Quelle position adopte alors le député Jaurès ? Bien qu’il ne faille surestimer son intervention au sein de ce débat, il s’intéresse aux problématiques de sécurité publique. Déjà indigné par le comportement de la presse et par la violence de la campagne médiatique menée contre l’abolition de la peine de mort quelques années plus tôt (1907-1908), Jaurès revient à la charge en 1912 à travers plusieurs articles majeurs publiés dans L’Humanité (« Une honte » ; « Contre le crime » ; « Un imprudent »). Il structure sa position sur deux piliers : la dénonciation de l’affolement entretenu par les médias et la défense de la prévention et de l’éducation. On retrouve alors le clivage classique, prévention-répression, caractéristique de la position propre à la gauche, ajouté à l’opposition face au durcissement législatif indéfini. Mais la résurgence des thématiques sécuritaires entraîne Jaurès sur un autre terrain. En effet, à côté de la valorisation de l’éducation et la défense de la prévention se trouve une interrogation sur le concept de l’ordre républicain, ce qu’il signifie, ce pourquoi il est ambivalent.
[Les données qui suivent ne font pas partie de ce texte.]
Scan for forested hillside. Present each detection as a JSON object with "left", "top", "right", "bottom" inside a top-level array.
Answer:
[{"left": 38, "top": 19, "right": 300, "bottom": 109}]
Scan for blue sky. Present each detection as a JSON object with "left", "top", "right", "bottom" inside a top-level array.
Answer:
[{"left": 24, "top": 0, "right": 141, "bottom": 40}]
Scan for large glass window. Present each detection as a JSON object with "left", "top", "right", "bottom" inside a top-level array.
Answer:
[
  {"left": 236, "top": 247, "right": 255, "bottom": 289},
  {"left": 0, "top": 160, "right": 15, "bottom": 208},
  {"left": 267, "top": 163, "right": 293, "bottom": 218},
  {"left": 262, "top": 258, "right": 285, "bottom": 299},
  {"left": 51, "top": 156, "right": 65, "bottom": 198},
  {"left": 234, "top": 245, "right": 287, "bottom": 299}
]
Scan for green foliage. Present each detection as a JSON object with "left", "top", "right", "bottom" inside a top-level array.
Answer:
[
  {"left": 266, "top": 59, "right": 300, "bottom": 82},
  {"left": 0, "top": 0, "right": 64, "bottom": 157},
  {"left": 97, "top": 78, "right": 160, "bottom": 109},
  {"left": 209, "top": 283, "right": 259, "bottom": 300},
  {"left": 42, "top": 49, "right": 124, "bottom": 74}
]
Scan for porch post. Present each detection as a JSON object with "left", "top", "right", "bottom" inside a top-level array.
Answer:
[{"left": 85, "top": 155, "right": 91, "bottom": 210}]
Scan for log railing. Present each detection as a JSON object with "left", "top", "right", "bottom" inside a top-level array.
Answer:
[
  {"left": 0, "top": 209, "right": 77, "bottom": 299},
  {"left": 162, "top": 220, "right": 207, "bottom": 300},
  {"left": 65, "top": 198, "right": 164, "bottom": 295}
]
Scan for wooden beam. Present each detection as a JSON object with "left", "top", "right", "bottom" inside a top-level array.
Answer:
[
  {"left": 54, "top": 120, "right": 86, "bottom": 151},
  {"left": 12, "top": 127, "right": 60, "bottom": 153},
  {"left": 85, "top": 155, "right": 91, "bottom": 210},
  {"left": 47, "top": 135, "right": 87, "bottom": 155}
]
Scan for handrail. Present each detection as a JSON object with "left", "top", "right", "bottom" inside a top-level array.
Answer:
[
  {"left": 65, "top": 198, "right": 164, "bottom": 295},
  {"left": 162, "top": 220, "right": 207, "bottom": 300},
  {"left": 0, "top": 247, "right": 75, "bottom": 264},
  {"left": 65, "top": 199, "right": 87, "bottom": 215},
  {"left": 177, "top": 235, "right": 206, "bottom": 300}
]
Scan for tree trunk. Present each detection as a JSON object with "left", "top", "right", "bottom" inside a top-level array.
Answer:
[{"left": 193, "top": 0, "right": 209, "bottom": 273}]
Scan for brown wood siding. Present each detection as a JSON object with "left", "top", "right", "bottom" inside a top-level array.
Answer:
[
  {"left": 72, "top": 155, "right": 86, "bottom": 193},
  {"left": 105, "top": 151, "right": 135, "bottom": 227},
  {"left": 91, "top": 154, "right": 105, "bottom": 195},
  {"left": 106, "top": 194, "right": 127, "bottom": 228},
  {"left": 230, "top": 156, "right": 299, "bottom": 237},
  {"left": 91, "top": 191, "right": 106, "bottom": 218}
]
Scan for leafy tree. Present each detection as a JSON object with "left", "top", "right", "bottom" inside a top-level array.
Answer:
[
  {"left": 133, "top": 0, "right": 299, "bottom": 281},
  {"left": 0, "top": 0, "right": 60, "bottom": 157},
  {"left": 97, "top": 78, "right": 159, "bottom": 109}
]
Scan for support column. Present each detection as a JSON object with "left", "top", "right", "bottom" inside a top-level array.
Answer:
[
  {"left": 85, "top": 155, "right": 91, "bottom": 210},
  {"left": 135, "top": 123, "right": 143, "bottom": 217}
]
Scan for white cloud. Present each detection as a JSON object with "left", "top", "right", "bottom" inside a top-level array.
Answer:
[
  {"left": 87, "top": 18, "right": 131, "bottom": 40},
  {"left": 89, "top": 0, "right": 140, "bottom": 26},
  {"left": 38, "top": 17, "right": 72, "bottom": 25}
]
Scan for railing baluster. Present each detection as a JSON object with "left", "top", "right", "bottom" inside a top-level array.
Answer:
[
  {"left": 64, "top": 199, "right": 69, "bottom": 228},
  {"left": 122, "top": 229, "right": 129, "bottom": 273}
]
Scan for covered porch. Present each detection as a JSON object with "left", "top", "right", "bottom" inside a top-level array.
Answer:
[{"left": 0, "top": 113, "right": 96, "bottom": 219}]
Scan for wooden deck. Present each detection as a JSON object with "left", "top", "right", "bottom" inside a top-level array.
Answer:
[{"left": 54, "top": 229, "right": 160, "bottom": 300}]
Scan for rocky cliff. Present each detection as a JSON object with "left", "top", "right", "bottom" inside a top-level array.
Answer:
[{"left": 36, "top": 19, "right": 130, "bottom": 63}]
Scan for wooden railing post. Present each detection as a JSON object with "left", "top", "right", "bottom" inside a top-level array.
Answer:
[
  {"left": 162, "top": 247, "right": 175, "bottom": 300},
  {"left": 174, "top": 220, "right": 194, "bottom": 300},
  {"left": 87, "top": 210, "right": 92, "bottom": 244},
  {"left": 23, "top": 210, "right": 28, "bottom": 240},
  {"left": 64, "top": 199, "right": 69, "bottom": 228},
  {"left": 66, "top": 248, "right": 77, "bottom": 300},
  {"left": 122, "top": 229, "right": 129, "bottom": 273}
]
Pour lui, les républicains de gouvernement, radicaux et modérés cèdent trop facilement à la tentation autoritaire, s’appuyant sur la presse et l’émotion qu’elle crée au sein de la population. Ainsi, bien plus que le clivage classique prévention-répression, le contexte de 1912 permet à Jaurès de réfléchir sur les failles et les manquements de l’ordre républicain. Jaurès critique alors l’état de la police, qui s’est créée petit à petit un régime d’irresponsabilité et s’est mise à cataloguer la classe ouvrière comme « le danger par excellence », sans jamais innover dans ses méthodes et ses techniques. Ainsi, ce n’est pas uniquement la répression en tant que telle que dénonce Jaurès, mais la confusion, les amalgames, la « sauvagerie collective », la focalisation sur certaines catégories de la société, qui mettent à mal la République et ses principes. Il s’inquiète aussi du fait que la filiation et la fidélité aux principes républicains semblent de plus en plus incertaines chez les parlementaires et membres du gouvernement.
En somme, le discours que tient Jaurès sur la sécurité publique relève avant tout du constat que les principes républicains semblent bafoués par le gouvernement en place, s’appuyant sur les « passions sauvages » qu’alimentent les médias. Cette confusion morale et politique va même devenir générale lorsque, à l’approche de la guerre, les opposants au conflit apparaîtront comme des traîtres et des lâches. Face à cette République désemparée dans laquelle les réactions « montent dans les cœurs et les cerveaux », Jaurès prône le courage, l’intelligence, afin d’effectuer les réformes nécessaires sans tomber dans l’obsession répressive et la négation des principes fondamentaux. Une fois encore, Jaurès croit au progrès chez l’homme, à sa capacité à faire changer le cours des choses, à lutter contre les passions les plus bestiales. Il continue à croire en l’idéal, la justice, la liberté, certain plus que jamais que « le progrès est la condition de l’ordre ».